View source: R/mvplnDataGenerator.R
mvplnDataGenerator | R Documentation |
This function simulates data from a mixture of MVPLN model. Each dataset will have 'n' random matrices or units, each matrix with dimension r x p, where 'r' is the number of occasions and 'p' is the number of responses/variables.
mvplnDataGenerator(
nOccasions,
nResponses,
nUnits,
mixingProportions,
matrixMean,
phi,
omega
)
nOccasions |
A positive integer indicating the number of occassions. A matrix Y_j has size r x p, and the dataset will have 'j' such matrices with j = 1,...,n. Here, Y_j matrix is said to contain k ∈ 1,...,p responses/variables over i ∈ 1,...,r occasions. |
nResponses |
A positive integer indicating the number of responses/variables. A matrix Y_j has size r x p, and the dataset will have 'j' such matrices with j = 1,...,n. Here, Y_j matrix is said to contain k ∈ 1,...,p responses/variables over i ∈ 1,...,r occasions. |
nUnits |
A positive integer indicating the number of units. A matrix Y_j has size r x p, and the dataset will have 'j' such matrices with j = 1,...,n. |
mixingProportions |
A numeric vector that length equal to the number of total components, indicating the proportion of each component. Vector content should sum to 1. |
matrixMean |
A matrix of size r x p for each component/cluster, giving the matrix of means (M). All matrices should be combined via rbind. See example. |
phi |
A matrix of size r x r, which is the covariance matrix containing the variances and covariances between 'r' occasions, for each component/cluster. All matrices should be combined via rbind. See example. |
omega |
A matrix of size p x p, which is the covariance matrix containing the variance and covariances of 'p' responses/variables, for each component/cluster. All matrices should be combined via rbind. See example. |
Returns an S3 object of class mvplnDataGenerator with results.

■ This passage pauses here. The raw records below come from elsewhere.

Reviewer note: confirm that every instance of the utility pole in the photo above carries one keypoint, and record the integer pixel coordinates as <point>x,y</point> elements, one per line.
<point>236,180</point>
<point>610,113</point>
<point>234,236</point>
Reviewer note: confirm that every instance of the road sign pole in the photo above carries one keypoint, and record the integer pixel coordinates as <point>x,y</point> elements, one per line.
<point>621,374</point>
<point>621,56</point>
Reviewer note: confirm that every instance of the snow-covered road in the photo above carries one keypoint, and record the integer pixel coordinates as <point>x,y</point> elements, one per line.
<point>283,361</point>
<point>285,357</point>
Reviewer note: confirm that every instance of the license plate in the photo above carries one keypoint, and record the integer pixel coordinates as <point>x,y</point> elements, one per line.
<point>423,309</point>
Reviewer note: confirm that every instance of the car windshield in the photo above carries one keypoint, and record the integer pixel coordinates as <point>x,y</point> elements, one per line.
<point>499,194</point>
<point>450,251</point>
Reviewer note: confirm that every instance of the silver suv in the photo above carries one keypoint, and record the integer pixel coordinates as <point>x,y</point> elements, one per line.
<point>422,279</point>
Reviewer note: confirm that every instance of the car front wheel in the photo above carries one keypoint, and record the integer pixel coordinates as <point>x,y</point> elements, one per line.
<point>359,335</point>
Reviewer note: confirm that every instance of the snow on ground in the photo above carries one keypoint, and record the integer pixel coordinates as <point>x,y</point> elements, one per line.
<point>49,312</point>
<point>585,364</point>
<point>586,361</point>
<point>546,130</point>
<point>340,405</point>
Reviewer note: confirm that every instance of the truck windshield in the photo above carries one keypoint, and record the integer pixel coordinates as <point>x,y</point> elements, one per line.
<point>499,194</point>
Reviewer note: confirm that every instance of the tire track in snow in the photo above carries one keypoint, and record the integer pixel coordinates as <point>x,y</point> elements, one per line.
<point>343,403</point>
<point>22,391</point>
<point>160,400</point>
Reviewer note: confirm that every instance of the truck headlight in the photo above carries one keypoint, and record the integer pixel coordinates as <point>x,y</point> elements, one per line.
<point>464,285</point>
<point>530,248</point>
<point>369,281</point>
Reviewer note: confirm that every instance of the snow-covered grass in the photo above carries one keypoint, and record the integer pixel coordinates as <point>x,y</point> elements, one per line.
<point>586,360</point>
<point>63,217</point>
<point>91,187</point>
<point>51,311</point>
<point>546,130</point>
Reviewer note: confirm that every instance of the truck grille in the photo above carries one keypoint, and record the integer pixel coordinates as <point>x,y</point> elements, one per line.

dataset - Simulated dataset with 'n' matrices, each matrix with dimension r x p, where 'r' is the number of occasions and 'p' is the number of responses/variables.
truemembership - A numeric vector indicating the membership of each observation.
units - A positive integer indicating the number of units used for simulating the data.
occassions - A positive integer indicating the number of occassions used for simulating the data.
variables - A positive integer indicating the number of responses/variables used for simulating the data.
mixingProportions - A numeric vector indicating the mixing proportion of each component.
means - Matrix of mean used for simulating the data.
phi - Covariance matrix containing the variances and covariances between 'r' occasions used for simulating the data.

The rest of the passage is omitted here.